Gold prices retreated under new selling pressure, with XAU/USD trading near $4,501 at the time of writing. The day’s weakness coincided with a notable position closure in the derivatives market that caught the attention of traders.
Unusual position closure on Hyperliquid
According to data shared by market monitoring platform S.A.N.T.A., a futures trader on the Hyperliquid platform closed out all their short positions on gold after executing hundreds of trades overnight. The positions were initially opened on May 29 and fully closed during the latest strategy cycle.
Despite closing out gold-related trades, the same investor decided to keep their long position on the cryptocurrency HYPE open. Data shows this position was established around $45.95 on May 18 and has since reached an unrealized profit of $1.07 million.
Mini glossary: Hyperliquid is a decentralized crypto derivatives platform specializing in perpetual contracts. The term “perps” refers to perpetual futures contracts with no set expiry.

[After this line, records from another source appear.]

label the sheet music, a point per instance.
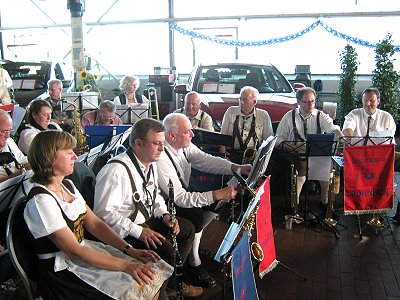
(132, 113)
(90, 100)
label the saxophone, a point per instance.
(249, 155)
(77, 129)
(178, 258)
(255, 248)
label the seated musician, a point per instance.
(39, 118)
(58, 116)
(191, 108)
(199, 207)
(127, 197)
(361, 122)
(129, 86)
(13, 161)
(294, 126)
(69, 266)
(247, 125)
(104, 115)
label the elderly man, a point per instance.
(294, 127)
(369, 117)
(199, 207)
(12, 159)
(104, 115)
(128, 199)
(247, 125)
(59, 117)
(197, 117)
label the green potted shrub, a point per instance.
(385, 77)
(348, 79)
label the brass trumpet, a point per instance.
(334, 187)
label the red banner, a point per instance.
(265, 232)
(368, 179)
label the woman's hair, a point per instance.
(127, 80)
(43, 150)
(36, 106)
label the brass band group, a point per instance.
(119, 239)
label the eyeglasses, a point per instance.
(157, 144)
(6, 132)
(308, 102)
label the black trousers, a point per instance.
(166, 250)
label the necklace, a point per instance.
(58, 193)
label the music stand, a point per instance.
(316, 145)
(259, 166)
(83, 100)
(102, 134)
(132, 113)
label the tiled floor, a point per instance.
(343, 268)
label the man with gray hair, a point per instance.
(128, 199)
(197, 117)
(104, 115)
(175, 163)
(249, 126)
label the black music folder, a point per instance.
(320, 144)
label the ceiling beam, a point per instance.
(216, 18)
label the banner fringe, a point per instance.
(366, 212)
(270, 268)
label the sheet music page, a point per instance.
(210, 87)
(319, 168)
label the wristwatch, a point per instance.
(127, 247)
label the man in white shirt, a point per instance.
(12, 159)
(249, 126)
(369, 117)
(295, 125)
(199, 207)
(128, 199)
(198, 118)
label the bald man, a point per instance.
(197, 117)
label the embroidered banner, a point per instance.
(265, 232)
(368, 179)
(244, 286)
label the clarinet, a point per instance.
(178, 258)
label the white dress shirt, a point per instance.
(195, 158)
(113, 197)
(357, 120)
(285, 130)
(263, 125)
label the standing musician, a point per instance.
(369, 118)
(199, 207)
(198, 118)
(129, 86)
(248, 125)
(104, 115)
(13, 161)
(128, 199)
(295, 125)
(362, 121)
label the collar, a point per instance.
(313, 113)
(143, 168)
(373, 116)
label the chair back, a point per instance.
(19, 246)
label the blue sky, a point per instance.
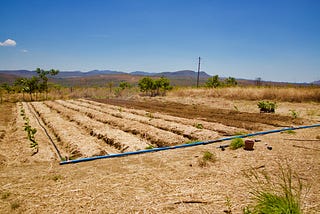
(276, 40)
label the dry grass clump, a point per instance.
(279, 194)
(288, 94)
(206, 158)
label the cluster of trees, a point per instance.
(214, 82)
(34, 84)
(154, 87)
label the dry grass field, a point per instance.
(173, 181)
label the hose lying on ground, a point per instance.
(187, 145)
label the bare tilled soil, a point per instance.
(245, 120)
(174, 181)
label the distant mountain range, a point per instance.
(182, 77)
(68, 74)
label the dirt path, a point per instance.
(245, 120)
(174, 181)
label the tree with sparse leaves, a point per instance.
(154, 87)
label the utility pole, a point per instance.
(198, 72)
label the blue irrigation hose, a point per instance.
(186, 145)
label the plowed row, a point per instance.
(84, 128)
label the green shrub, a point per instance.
(236, 143)
(267, 106)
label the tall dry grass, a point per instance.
(288, 94)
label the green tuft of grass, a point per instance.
(239, 133)
(15, 205)
(236, 143)
(56, 177)
(294, 114)
(149, 147)
(282, 194)
(290, 132)
(207, 157)
(5, 195)
(198, 126)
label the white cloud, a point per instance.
(8, 42)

In such contracts, investors can take positions speculating on either rising or falling market prices.
The charts indicate that the closed short positions on gold were tactical and short-term in nature, while the open HYPE long position reflects a more long-term strategy.
According to analysts, the closure of gold short positions alone does not signal the start of a new uptrend. Instead, this move is seen as profit-taking after prices hit the lower range, concluding the downside trade.
Key price band closely monitored by analysts
A 15-minute chart analysis from JMH House of Analysis highlighted that the fifth wave peaked at $4,595, right at the 1.618 Fibonacci retracement level. The report notes that Wave A is forming within the $4,490 to $4,510 price range.
The study also marks $4,546 as a critical level for a Wave B correction, and $4,456 as a downside target for Wave C. These markers place gold in what analysts describe as a decision zone following the most recent drop.
A reversal from the $4,490 to $4,510 band could propel gold prices back to $4,546. Conversely, a firm break below this range could lead to deeper selling pressure down to $4,456, according to expert commentary.
Daily indicators show ongoing weakness
TradingView data shows gold trading at $4,501.42, down $39.10 on the day. Recent price action has highlighted renewed dominance by sellers following the peak at $4,546.
The MACD indicator remains weak, with the signal line at minus 50.249, the trigger line at minus 47.628, and the histogram showing minus 2.621. Altogether, these readings point to persistent bearish momentum on the daily chart.
The Chaikin Money Flow is treading close to zero, indicating buyers have yet to establish control. Analysts caution that while gold may recover in the short term if it clears $4,546, a break below $4,489 would put $4,456 back on the radar as the next key support.